REPUBLIKA.CO.ID, WASHINGTON -- Presiden Amerika Serikat (AS) Donald Trump telah memerintahkan penarikan pasukan negaranya yang berada di Somalia. Sebelumnya Trump memberi instruksi pengurangan pasukan AS di Irak dan Afghanistan.
Pentagon dalam sebuah pernyataan mengatakan sejumlah pasukan yang belum ditentukan di Somalia akan dipindahkan ke negara-negara tetangga. Hal itu memungkinkan mereka melakukan operasi lintas batas. Sementara yang lainnya akan direlokasi ke luar Afrika Timur.
"Sementara perubahan dalam postur kekuatan, tindakan ini bukanlah perubahan dalam kebijakan AS. AS akan mempertahankan kemampuan untuk melakukan operasi kontraterorisme yang ditargetkan di Somalia dan mengumpulkan peringatan dini serta indikator terkait ancaman terhadap tanah air," kata Pentagon pada Jumat (4/12).
Seorang pejabat pertahanan AS mengatakan hampir semua pasukan AS akan meninggalkan Somalia. Namun beberapa di antaranya akan tetap berada di ibu kota Mogadishu. Proses penarikan harus diselesaikan pada 15 Januari, tenggat waktu yang sama untuk pemulangan pasukan AS di Afghanistan dan Irak.
Awal tahun ini, AS telah menarik pasukannya dari kota Bossaso dan Galkayo. Hingga bulan lalu, personel militer AS masih berada di kota pelabuhan selatan Kismayo, pangkalan udara Baledolge d wilayah Shabelle, dan Mogadishu.
Presiden Somalia Mohamed Abdullahi Mohamed mengisyaratkan menentang penarikan pasukan AS dari negaranya. Pada Oktober lalu, dia secara terbuka menulis melalui akun Twitter pribadinya bahwa dukungan AS telah memungkinkan negaranya secara efektif memerangi kelompok teroris Al-Shabab dan mengamankan Tanduk Afrika.
“Kemenangan melalui perjalanan ini dan kemitraan Somalia-AS hanya dapat diraih melalui kemitraan keamanan berkelanjutan dan dukungan pengembangan kapasitas,” tulisnya.

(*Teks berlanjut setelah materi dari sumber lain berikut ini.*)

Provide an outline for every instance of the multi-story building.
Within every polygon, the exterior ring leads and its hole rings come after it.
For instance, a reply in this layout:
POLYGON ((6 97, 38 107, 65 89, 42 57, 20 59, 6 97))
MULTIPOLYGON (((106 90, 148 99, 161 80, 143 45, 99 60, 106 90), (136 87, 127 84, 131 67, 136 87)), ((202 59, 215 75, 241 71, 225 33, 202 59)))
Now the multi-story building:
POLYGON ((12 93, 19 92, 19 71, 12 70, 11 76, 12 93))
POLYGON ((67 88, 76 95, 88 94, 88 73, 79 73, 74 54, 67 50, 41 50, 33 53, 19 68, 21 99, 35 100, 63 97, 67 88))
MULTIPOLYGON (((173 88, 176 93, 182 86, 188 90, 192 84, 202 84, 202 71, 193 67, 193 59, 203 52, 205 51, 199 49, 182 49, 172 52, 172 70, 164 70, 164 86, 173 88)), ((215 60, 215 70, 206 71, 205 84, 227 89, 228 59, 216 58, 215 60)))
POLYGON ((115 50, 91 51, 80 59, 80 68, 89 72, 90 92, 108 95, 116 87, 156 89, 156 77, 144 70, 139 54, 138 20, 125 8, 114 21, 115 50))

AS memiliki sekitar 700 tentara di Somalia. Misi mereka fokus membantu pasukan lokal Somalia menumpas pemberontakan Al-Shabab. Selama lebih dari satu dekade Al-Shabab rutin melakukan serangan bersenjata, termasuk bom, yang menyasar personel militer dan warga sipil. Mereka menghendaki peraturan syariat Islam yang ketat ditegakkan di negara tersebut.